Thursday, July 20, 2017

Sabine Frühstück's "Playing War"

Sabine Frühstück is Professor of Modern Japanese Cultural Studies at the University of California, Santa Barbara. Her publications include Colonizing Sex: Sexology and Social Control in Modern Japan and Uneasy Warriors: Gender, Memory, and Popular Culture in the Japanese Army.

Frühstück applied the “Page 99 Test” to her new book, Playing War: Children and the Paradoxes of Modern Militarism in Japan, and reported the following:
Page 99 describes why contemporary Japanese critics hardly participate in the debate about militaristic and other violent video games and their impact on children’s cognition and behavior. Very briefly: it’s about the extremely low violent crime rate in Japan and about the low profile of its military forces. In the book at large, I interrogate how essentialist notions of childhood and militarism in Japan and, to some degree beyond, have been productively intertwined, how assumptions about childhood and war have converged, and how children and childhood have worked as symbolic constructions and powerful rhetorical tools—particularly in the decades between the nation- and empire-building efforts of the late nineteenth century and the uneven manifestations of globalization at the beginning of the twenty-first. The modern figure of the child has emerged from a set of contradictory assumptions about children: that children are innately attracted to war, and that they are exceptionally vulnerable to its violence. This concept of childhood has thus served as a trope of both innocence and immaturity and wildness and uncontrollability. Within this fused view, children have been variably thought of as being simultaneously in need of rescue, protection, guidance, control, and suppression. At one time, children’s bodies were close to the ground, playfully pursuing territorial advances, almost physically one with the soil. They were envisioned as ever-ready soldiers, constantly signaling that war is natural, inherently human, and indefinitely inevitable. At another time, children were seen as all innocence and as equipped with a pronounced moral authority that relies on that very innocence.
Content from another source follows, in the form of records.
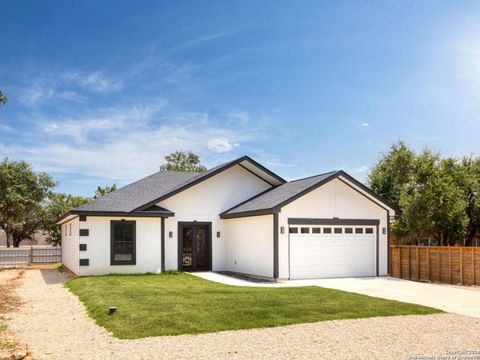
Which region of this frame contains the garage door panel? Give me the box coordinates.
[289,225,376,279]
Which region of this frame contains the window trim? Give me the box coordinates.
[300,227,310,234]
[289,227,299,234]
[110,220,136,266]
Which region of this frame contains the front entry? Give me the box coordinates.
[178,222,212,271]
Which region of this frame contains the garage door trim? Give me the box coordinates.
[288,218,380,277]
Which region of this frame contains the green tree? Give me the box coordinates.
[94,184,117,199]
[397,151,468,245]
[450,157,480,246]
[0,159,56,247]
[41,193,89,246]
[368,141,416,207]
[0,90,7,107]
[160,151,207,172]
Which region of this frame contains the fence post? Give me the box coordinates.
[29,245,33,265]
[407,246,411,280]
[448,247,452,284]
[460,247,464,285]
[473,248,476,285]
[399,247,402,279]
[427,247,430,281]
[416,246,420,280]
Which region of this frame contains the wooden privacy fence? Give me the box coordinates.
[0,246,61,266]
[390,245,480,286]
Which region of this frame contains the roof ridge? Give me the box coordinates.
[288,170,339,183]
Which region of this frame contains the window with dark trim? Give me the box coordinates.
[301,227,310,234]
[355,228,363,234]
[69,224,71,236]
[111,221,136,265]
[334,227,342,234]
[323,227,332,234]
[365,228,374,234]
[312,227,321,234]
[289,227,298,234]
[345,227,353,234]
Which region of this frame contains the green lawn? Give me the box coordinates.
[65,273,441,339]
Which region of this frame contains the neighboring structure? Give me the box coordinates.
[58,156,398,279]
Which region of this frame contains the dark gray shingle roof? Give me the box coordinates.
[74,171,198,213]
[222,171,338,216]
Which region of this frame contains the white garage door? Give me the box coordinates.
[289,225,376,279]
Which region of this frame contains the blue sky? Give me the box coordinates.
[1,1,480,197]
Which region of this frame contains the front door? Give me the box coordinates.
[179,223,211,271]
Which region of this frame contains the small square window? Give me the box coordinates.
[301,227,310,234]
[289,227,298,234]
[365,228,374,234]
[355,228,363,234]
[345,227,353,234]
[334,227,342,234]
[323,227,332,234]
[312,227,321,234]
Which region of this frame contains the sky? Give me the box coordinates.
[1,1,480,197]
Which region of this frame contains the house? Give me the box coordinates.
[58,156,398,279]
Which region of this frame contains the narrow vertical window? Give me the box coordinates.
[111,221,136,265]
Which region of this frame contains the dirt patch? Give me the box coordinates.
[0,270,31,360]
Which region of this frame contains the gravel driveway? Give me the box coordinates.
[5,269,480,360]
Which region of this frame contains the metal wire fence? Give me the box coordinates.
[0,246,61,265]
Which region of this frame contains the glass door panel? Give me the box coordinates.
[182,227,193,268]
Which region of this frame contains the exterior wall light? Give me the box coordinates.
[382,227,387,234]
[280,226,285,234]
[217,231,221,238]
[169,231,173,238]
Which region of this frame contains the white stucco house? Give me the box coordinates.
[58,156,399,279]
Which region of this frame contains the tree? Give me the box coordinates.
[450,157,480,246]
[0,90,7,107]
[94,184,117,199]
[0,159,56,247]
[160,151,207,172]
[41,193,89,246]
[368,141,416,207]
[397,151,468,246]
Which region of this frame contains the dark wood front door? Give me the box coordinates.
[178,223,211,271]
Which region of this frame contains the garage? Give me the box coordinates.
[288,220,379,279]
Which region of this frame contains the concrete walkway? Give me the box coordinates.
[191,272,480,318]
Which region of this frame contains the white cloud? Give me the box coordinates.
[19,82,56,106]
[63,71,123,93]
[362,122,369,127]
[207,138,239,153]
[2,105,262,183]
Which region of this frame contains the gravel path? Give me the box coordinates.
[5,269,480,360]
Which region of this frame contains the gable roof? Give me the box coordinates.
[58,155,285,223]
[133,155,286,211]
[220,170,400,219]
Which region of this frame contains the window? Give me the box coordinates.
[111,221,136,265]
[365,228,374,234]
[355,228,363,234]
[301,227,310,234]
[289,227,298,234]
[323,227,332,234]
[69,224,71,236]
[345,227,353,234]
[334,227,342,234]
[312,227,321,234]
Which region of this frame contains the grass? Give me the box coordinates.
[65,273,442,339]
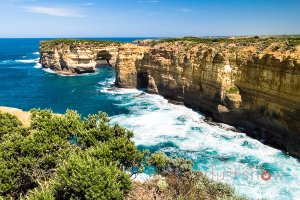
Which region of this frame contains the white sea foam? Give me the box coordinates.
[42,68,102,77]
[102,86,300,200]
[42,68,56,74]
[1,57,40,65]
[0,59,15,64]
[101,87,141,94]
[34,63,42,68]
[33,52,40,55]
[97,77,115,88]
[61,71,101,77]
[131,173,152,182]
[15,58,39,63]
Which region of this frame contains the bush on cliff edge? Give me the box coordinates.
[0,109,142,199]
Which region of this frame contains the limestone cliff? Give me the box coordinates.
[40,38,300,157]
[40,40,120,74]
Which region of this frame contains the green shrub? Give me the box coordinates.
[30,109,83,141]
[0,132,37,197]
[226,86,240,94]
[148,151,193,175]
[146,152,247,200]
[0,109,142,199]
[86,139,145,175]
[0,124,72,198]
[79,113,133,148]
[53,153,131,200]
[23,182,55,200]
[147,151,169,174]
[106,137,144,170]
[0,112,24,138]
[287,37,300,46]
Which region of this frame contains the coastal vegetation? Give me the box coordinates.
[0,109,246,200]
[155,35,300,47]
[40,36,300,53]
[40,39,121,52]
[226,86,240,94]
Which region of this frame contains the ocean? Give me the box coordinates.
[0,38,299,200]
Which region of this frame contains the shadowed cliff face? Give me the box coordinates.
[40,39,300,157]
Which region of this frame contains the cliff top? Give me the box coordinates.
[144,36,300,63]
[153,36,300,46]
[40,36,300,63]
[40,38,122,52]
[40,36,300,49]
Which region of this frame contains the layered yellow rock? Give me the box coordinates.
[40,38,300,156]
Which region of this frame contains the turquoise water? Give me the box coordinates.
[0,39,299,200]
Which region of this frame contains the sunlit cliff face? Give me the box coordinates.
[40,39,300,157]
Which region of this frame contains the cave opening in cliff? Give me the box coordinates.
[137,72,149,88]
[96,50,112,67]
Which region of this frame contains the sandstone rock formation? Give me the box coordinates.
[40,38,300,157]
[40,40,120,74]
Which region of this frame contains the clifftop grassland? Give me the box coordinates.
[156,35,300,45]
[39,36,300,55]
[40,39,122,52]
[40,35,300,48]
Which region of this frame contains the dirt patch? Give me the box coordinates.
[0,106,31,127]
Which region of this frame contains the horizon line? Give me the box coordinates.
[0,34,299,39]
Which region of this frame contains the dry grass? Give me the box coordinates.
[0,106,31,127]
[127,173,247,200]
[127,178,174,200]
[0,107,62,128]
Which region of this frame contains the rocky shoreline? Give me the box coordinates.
[39,37,300,157]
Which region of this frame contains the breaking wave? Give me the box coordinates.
[100,86,300,200]
[34,63,42,68]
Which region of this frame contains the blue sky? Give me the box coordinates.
[0,0,299,37]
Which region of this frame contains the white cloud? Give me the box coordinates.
[23,6,85,17]
[84,3,95,6]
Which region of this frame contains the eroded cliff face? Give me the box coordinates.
[40,39,300,157]
[40,41,120,74]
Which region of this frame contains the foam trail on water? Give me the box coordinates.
[0,60,15,65]
[100,86,300,200]
[15,58,39,63]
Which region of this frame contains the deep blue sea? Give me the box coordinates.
[0,38,299,200]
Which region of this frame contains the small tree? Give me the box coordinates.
[147,151,169,174]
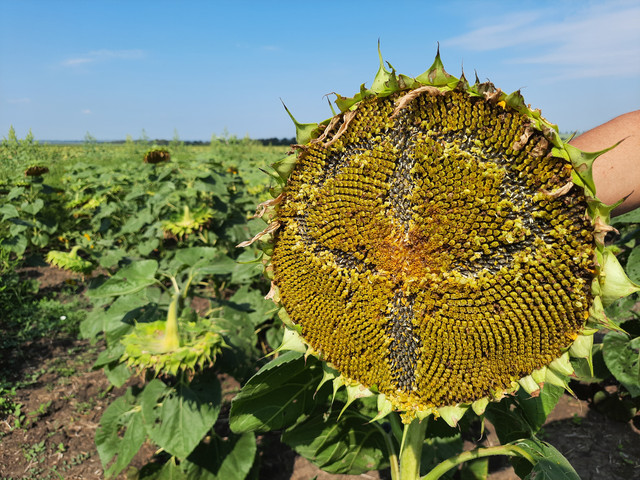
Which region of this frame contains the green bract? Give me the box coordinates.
[120,317,224,377]
[46,245,94,274]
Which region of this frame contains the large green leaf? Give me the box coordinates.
[515,384,564,433]
[282,409,387,475]
[172,246,214,264]
[626,246,640,283]
[612,207,640,224]
[485,397,532,444]
[603,331,640,397]
[95,388,146,479]
[140,374,222,459]
[182,432,257,479]
[571,343,610,383]
[213,316,260,382]
[94,342,132,387]
[226,284,275,327]
[604,292,639,324]
[80,289,162,341]
[89,260,158,298]
[21,198,44,215]
[0,203,19,221]
[230,250,264,284]
[172,246,236,276]
[421,435,463,480]
[196,256,237,275]
[118,209,156,235]
[484,385,563,446]
[229,351,327,433]
[511,438,580,480]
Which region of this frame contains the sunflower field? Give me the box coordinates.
[1,53,640,480]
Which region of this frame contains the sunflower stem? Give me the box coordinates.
[163,293,181,351]
[399,418,428,479]
[182,204,193,224]
[420,444,535,480]
[370,420,400,480]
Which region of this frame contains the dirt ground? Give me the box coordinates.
[1,267,639,479]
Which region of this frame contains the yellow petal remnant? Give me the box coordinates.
[246,49,638,419]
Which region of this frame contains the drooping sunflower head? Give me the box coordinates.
[162,205,213,239]
[143,147,171,164]
[246,49,640,423]
[25,165,49,177]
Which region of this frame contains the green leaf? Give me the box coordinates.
[511,438,580,480]
[118,209,156,234]
[0,204,19,221]
[604,291,639,324]
[21,198,44,215]
[612,206,640,224]
[174,246,219,267]
[282,409,387,475]
[140,375,222,459]
[98,249,127,269]
[227,284,275,327]
[89,260,158,298]
[571,343,610,383]
[516,383,564,434]
[213,316,260,382]
[152,458,187,480]
[421,434,463,479]
[183,432,257,479]
[93,342,132,387]
[137,238,160,256]
[229,351,327,433]
[603,332,640,397]
[172,247,236,276]
[484,385,562,445]
[627,246,640,284]
[103,361,132,388]
[461,458,488,480]
[80,289,161,341]
[231,250,264,284]
[1,234,27,255]
[95,388,146,478]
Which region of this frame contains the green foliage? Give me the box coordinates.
[586,209,640,401]
[3,134,638,479]
[0,139,286,478]
[139,375,221,459]
[282,408,389,474]
[0,261,88,354]
[229,351,328,433]
[603,332,640,397]
[81,242,270,477]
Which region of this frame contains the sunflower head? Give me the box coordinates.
[24,165,49,177]
[143,147,171,164]
[120,318,223,377]
[46,246,94,275]
[245,49,640,424]
[162,205,213,239]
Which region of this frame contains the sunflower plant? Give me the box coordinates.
[229,49,640,479]
[82,246,271,478]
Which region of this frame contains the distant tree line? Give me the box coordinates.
[101,137,296,146]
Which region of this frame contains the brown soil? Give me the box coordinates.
[1,266,639,479]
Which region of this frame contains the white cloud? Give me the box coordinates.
[82,109,92,114]
[61,49,145,67]
[443,1,640,80]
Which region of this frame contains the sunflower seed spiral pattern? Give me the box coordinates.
[271,89,594,410]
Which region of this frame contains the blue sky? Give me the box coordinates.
[1,0,639,141]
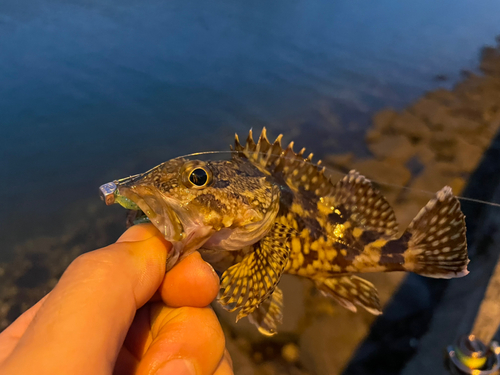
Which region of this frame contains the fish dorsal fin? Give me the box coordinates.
[233,128,334,197]
[325,170,399,237]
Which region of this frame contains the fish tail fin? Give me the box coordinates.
[402,186,469,278]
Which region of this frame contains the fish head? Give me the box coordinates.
[100,157,280,265]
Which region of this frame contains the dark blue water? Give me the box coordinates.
[1,0,499,256]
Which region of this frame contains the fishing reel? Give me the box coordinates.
[447,335,500,375]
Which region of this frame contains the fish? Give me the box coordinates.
[99,128,469,335]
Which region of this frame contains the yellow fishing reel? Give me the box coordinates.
[447,335,500,375]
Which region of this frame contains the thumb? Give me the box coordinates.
[1,224,170,375]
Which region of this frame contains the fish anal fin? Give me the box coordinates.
[218,223,293,319]
[247,287,283,336]
[315,275,382,315]
[403,186,469,278]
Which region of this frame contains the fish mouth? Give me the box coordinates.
[99,180,184,242]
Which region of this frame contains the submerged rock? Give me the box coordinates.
[348,158,412,187]
[324,153,354,169]
[411,162,462,193]
[391,110,432,143]
[300,313,371,375]
[455,138,485,172]
[480,46,500,76]
[368,134,416,162]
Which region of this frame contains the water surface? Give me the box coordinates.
[1,0,499,256]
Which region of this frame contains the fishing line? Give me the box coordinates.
[362,178,500,209]
[177,150,500,209]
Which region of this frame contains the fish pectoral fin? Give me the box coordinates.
[315,275,382,315]
[218,222,293,320]
[248,286,283,336]
[326,170,399,237]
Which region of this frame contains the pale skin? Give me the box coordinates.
[0,224,233,375]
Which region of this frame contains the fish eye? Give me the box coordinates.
[180,162,214,189]
[181,162,213,189]
[189,168,209,187]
As carriers of human emotions, children appeared as proof of the authenticity and naturalness of these emotions—and, finally, epitomized by their very (demographically speaking) disappearance, they functioned as signifier and representation of national decline. The book covers the time between Japan’s first modern wars of the late nineteenth century to our current moment. More than 40 images are incorporated in the analysis.